Por outro lado, nos meses de primavera não é costume estar a acontecer aquilo que se tem vindo a verificar. De acordo com os dados recolhidos por esta associação, referentes à criminalidade e insegurança nesta freguesia (ocorrências relatadas pelos vários vizinhos), em abril houve 17 furtos (ou atos de vandalismo) em viaturas, 14 furtos ou atos de vandalismo noturnos em lojas.

Em maio, a tendência é muito semelhante: apesar de terem decrescido as acções contra os carros, registam-se já 11 assaltos ou atos de vandalismo às lojas da freguesia. Aos lesados anteriores, somam-se também a Pastelaria Rosa Doce ou a Clínica Veterinária, ambas na Avenida João XXI, o mesmo local em que na noite passada houve um assalto à Padaria Portuguesa. Um dia antes, houve uma tentativa de assalto à loja Ópticas Gaspar na Avenida de Paris, junto à Praça de Londres.

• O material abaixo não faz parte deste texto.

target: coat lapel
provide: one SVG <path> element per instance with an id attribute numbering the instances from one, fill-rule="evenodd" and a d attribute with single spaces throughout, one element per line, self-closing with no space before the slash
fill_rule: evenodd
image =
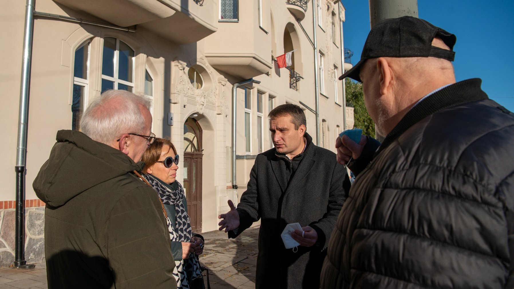
<path id="1" fill-rule="evenodd" d="M 314 144 L 311 143 L 311 145 Z M 289 185 L 286 189 L 286 192 L 292 191 L 300 184 L 304 184 L 302 180 L 304 179 L 307 174 L 310 171 L 316 162 L 316 159 L 312 156 L 305 155 L 303 157 L 303 159 L 301 160 L 298 168 L 296 169 L 292 178 L 289 181 Z"/>
<path id="2" fill-rule="evenodd" d="M 271 158 L 269 161 L 271 164 L 271 168 L 273 169 L 273 172 L 275 174 L 277 181 L 280 186 L 280 189 L 284 192 L 287 186 L 287 179 L 284 173 L 287 170 L 285 162 L 278 156 Z"/>

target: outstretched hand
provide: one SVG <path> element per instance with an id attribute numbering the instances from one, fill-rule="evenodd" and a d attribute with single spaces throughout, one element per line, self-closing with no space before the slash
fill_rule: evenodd
<path id="1" fill-rule="evenodd" d="M 222 219 L 218 225 L 219 225 L 219 230 L 221 231 L 225 229 L 225 232 L 232 230 L 235 230 L 239 227 L 239 213 L 235 209 L 234 203 L 230 200 L 228 200 L 228 206 L 230 207 L 230 210 L 226 213 L 222 214 L 218 216 L 218 219 Z"/>
<path id="2" fill-rule="evenodd" d="M 357 143 L 352 140 L 347 135 L 338 137 L 336 140 L 336 148 L 337 149 L 337 162 L 344 166 L 348 164 L 350 159 L 357 159 L 360 156 L 364 144 L 368 142 L 368 137 L 360 136 L 360 141 Z"/>

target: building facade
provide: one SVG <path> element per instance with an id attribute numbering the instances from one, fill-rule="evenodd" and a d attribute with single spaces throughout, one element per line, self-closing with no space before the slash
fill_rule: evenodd
<path id="1" fill-rule="evenodd" d="M 80 130 L 82 112 L 106 89 L 127 89 L 152 100 L 152 131 L 170 138 L 180 155 L 177 178 L 196 231 L 217 228 L 227 201 L 238 200 L 244 191 L 255 156 L 272 147 L 267 116 L 273 107 L 289 102 L 304 108 L 314 141 L 335 151 L 337 135 L 353 123 L 343 83 L 337 80 L 351 67 L 342 52 L 344 8 L 338 0 L 311 1 L 314 11 L 313 3 L 304 0 L 38 0 L 27 137 L 27 262 L 44 257 L 44 204 L 32 183 L 57 131 Z M 14 258 L 13 167 L 25 4 L 4 4 L 0 265 L 8 266 Z M 290 51 L 291 65 L 276 67 L 277 57 Z M 309 109 L 316 107 L 316 73 L 319 139 L 316 116 Z M 234 88 L 250 79 L 254 81 Z"/>

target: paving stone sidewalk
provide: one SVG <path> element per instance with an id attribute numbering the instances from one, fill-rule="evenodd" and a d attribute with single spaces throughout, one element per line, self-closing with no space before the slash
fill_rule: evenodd
<path id="1" fill-rule="evenodd" d="M 201 234 L 206 245 L 200 263 L 209 268 L 211 288 L 255 288 L 259 227 L 247 229 L 236 239 L 228 240 L 217 230 Z M 44 262 L 30 269 L 0 269 L 0 289 L 47 288 Z"/>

"Isto não está a acontecer em Arroios ou nas Avenidas Novas. Isto está acontecer apenas aqui, numa média de 1 a 2 casos por noite", diz à MAGG Rui Martins, presidente e membro do concelho dos Vizinhos em Lisboa e administrador do núcleo Vizinhos do Areeiro. "A época e duração desta vaga é atípica em relação às anteriores, assim como o tipo de crime, que tem uma tipologia muito característica [utilização de uma pedra da calçada], quase como se fosse um grupo específico a praticá-lo. O tipo de crime é o mesmo, a zona e sempre a mesma."

Contrariamente àquilo que tem sido a interpretação de alguns residentes do bairro, Rui Martins não vê relação entre o aumento da criminalidade neste bairro e o aumento no número de pessoas sem-abrigo, na origem do alojamento temporário que foi criado no Pavilhão Casal Vistoso, para dar resposta a pessoas em situações de vulnerabilidade social e, em simultâneo, para dar resposta a problemas sociais desencadeados pela pandemia COVID-19.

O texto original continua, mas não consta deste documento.